Since this is just an example and we don’t overwrite important data we will use allow_overwrite=True. Also it makes writing this documentation easier, not having to manually delete the test file each time you run the cell.

[12]:
save_dataset(
    dataset, "half_intensity.json", allow_overwrite=True, my_extra_option="just as an example"
)
Using my extra option for writing json: just as an example

Now let’s test our data loading functionality.

[13]:
reloaded_data = load_dataset("half_intensity.json", my_extra_option="just as an example")
reloaded_data
Using my extra option loading json: just as an example
[13]:
<xarray.Dataset> Size: 1MB
Dimensions:   (time: 2100, spectral: 72)
Coordinates:
  * time      (time) float64 17kB -1.0 -0.99 -0.98 -0.97 ... 19.97 19.98 19.99
  * spectral  (spectral) float64 576B 600.0 601.4 602.8 ... 696.6 698.0 699.4
Data variables:
    data      (time, spectral) float64 1MB 0.002604 0.004432 ... 1.274 1.155
Attributes:
    source_path:  half_intensity.json
    loader:       <function load_dataset at 0x7f3c44199c60>
[14]:
reloaded_plot_data = reloaded_data.data.sel(spectral=[620, 630, 650], method="nearest")
reloaded_plot_data.plot.line(x="time", aspect=2, size=5)
[14]:
[<matplotlib.lines.Line2D at 0x7f3c3077a020>,
 <matplotlib.lines.Line2D at 0x7f3c3077a050>,
 <matplotlib.lines.Line2D at 0x7f3c3077a140>]
../../_images/notebooks_plugin_system_plugin_howto_write_a_io_plugin_25_1.svg

Since this looks like the above plot, but with half the amplitudes, so writing and reading our data worked as we hoped it would.
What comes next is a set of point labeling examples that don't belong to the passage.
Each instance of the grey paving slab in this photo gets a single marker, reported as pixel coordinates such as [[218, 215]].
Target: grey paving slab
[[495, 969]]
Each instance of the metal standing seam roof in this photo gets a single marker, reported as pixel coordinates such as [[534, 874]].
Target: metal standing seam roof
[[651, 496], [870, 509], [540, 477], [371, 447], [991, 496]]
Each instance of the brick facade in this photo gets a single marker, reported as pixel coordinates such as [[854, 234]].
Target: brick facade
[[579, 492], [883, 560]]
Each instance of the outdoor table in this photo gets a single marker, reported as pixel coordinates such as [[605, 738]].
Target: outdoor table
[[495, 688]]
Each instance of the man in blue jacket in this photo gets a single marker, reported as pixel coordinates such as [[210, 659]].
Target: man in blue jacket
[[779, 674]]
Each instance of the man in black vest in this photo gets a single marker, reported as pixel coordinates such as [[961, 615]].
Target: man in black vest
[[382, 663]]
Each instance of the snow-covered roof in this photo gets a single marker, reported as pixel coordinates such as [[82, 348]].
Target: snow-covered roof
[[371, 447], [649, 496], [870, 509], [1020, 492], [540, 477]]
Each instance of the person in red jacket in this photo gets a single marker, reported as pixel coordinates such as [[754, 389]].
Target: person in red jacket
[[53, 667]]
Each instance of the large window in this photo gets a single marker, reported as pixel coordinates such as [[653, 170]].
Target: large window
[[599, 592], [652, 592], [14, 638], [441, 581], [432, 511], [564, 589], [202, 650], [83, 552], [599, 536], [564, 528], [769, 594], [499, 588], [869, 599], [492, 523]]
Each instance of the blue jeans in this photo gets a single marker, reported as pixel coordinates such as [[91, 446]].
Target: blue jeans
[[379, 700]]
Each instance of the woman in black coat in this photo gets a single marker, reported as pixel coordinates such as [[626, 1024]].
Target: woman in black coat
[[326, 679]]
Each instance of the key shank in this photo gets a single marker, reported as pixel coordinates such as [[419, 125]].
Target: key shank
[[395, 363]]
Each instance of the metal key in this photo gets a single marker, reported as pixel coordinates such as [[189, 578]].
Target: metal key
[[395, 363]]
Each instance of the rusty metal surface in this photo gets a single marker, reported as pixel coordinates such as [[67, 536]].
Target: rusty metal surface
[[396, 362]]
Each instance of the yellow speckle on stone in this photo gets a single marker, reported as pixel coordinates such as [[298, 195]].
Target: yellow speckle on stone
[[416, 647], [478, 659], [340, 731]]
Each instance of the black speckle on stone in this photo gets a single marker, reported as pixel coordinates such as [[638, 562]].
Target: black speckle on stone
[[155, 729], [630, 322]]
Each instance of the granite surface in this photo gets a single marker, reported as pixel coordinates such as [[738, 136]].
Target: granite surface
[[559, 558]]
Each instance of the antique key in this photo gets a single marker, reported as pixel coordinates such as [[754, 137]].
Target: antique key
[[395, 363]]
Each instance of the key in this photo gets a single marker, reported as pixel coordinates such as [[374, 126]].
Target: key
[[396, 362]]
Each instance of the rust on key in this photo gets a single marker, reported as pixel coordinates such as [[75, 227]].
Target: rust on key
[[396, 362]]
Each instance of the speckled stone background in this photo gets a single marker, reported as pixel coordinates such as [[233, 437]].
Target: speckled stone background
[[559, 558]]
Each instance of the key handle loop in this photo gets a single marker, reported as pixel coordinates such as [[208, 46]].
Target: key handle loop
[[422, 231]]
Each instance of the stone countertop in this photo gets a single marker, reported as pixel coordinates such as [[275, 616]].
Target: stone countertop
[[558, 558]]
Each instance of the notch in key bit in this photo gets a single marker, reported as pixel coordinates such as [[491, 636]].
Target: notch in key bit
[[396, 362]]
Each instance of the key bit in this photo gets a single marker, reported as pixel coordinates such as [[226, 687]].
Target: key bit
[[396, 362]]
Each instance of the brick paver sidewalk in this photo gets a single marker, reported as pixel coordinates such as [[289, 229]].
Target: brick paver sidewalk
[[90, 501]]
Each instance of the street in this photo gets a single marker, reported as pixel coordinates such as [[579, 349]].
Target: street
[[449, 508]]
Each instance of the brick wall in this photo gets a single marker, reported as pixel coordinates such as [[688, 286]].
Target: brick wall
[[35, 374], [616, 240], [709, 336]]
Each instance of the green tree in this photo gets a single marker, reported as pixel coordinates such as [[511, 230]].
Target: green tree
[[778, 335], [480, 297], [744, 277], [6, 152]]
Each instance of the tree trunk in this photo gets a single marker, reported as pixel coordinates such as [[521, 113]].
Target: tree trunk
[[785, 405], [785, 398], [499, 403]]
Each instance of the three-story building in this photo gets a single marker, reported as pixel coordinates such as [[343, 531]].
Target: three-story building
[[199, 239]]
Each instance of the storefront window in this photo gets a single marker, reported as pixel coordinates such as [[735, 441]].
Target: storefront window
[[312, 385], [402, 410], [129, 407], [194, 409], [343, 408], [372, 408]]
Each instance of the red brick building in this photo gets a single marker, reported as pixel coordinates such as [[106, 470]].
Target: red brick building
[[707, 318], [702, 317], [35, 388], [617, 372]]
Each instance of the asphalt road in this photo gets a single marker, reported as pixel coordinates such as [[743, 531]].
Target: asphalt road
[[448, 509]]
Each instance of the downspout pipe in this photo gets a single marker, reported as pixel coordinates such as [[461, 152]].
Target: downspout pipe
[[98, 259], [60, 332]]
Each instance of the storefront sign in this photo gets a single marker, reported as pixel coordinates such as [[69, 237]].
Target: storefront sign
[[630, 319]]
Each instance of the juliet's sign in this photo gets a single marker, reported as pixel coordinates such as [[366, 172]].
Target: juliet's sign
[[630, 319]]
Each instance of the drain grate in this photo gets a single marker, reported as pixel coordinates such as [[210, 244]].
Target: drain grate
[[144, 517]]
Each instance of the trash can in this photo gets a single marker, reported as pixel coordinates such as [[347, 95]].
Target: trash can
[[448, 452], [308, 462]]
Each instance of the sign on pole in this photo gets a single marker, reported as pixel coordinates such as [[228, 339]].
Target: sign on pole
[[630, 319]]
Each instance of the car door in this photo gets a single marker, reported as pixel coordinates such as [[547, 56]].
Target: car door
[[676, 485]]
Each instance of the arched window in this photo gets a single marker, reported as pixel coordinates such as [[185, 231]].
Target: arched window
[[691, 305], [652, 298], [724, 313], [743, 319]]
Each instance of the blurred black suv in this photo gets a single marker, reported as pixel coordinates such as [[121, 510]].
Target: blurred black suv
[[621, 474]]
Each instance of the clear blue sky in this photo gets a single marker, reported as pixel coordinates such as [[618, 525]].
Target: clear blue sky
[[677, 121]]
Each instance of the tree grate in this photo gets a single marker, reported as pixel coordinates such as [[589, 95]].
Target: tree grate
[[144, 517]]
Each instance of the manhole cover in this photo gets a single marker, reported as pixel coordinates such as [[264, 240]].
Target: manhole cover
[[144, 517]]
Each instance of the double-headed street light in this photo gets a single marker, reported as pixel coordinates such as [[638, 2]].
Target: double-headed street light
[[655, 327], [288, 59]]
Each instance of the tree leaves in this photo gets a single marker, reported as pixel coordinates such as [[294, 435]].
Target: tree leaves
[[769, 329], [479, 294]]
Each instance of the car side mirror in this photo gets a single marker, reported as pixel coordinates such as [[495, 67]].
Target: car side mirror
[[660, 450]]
Writing a ProjectIo plugin words analogous:

DataIo plugin

ProjectIo plugin

Register function

glotaran.plugin_system.data_io_registration.register_data_io

glotaran.plugin_system.project_io_registration.register_project_io

Baseclass

glotaran.io.interface.DataIoInterface

glotaran.io.interface.DataIoInterface

Possible methods

load_dataset , save_dataset

load_model , save_model , load_parameters , save_parameters , load_scheme , save_scheme , load_result , save_result

Of course you don’t have to implement all methods (sometimes that doesn’t even make sense), but only the ones you need.

Last but not least:

Chances are that if you need a plugin someone else does too, so it would awesome if you would publish it open source, so the wheel isn’t reinvented over and over again.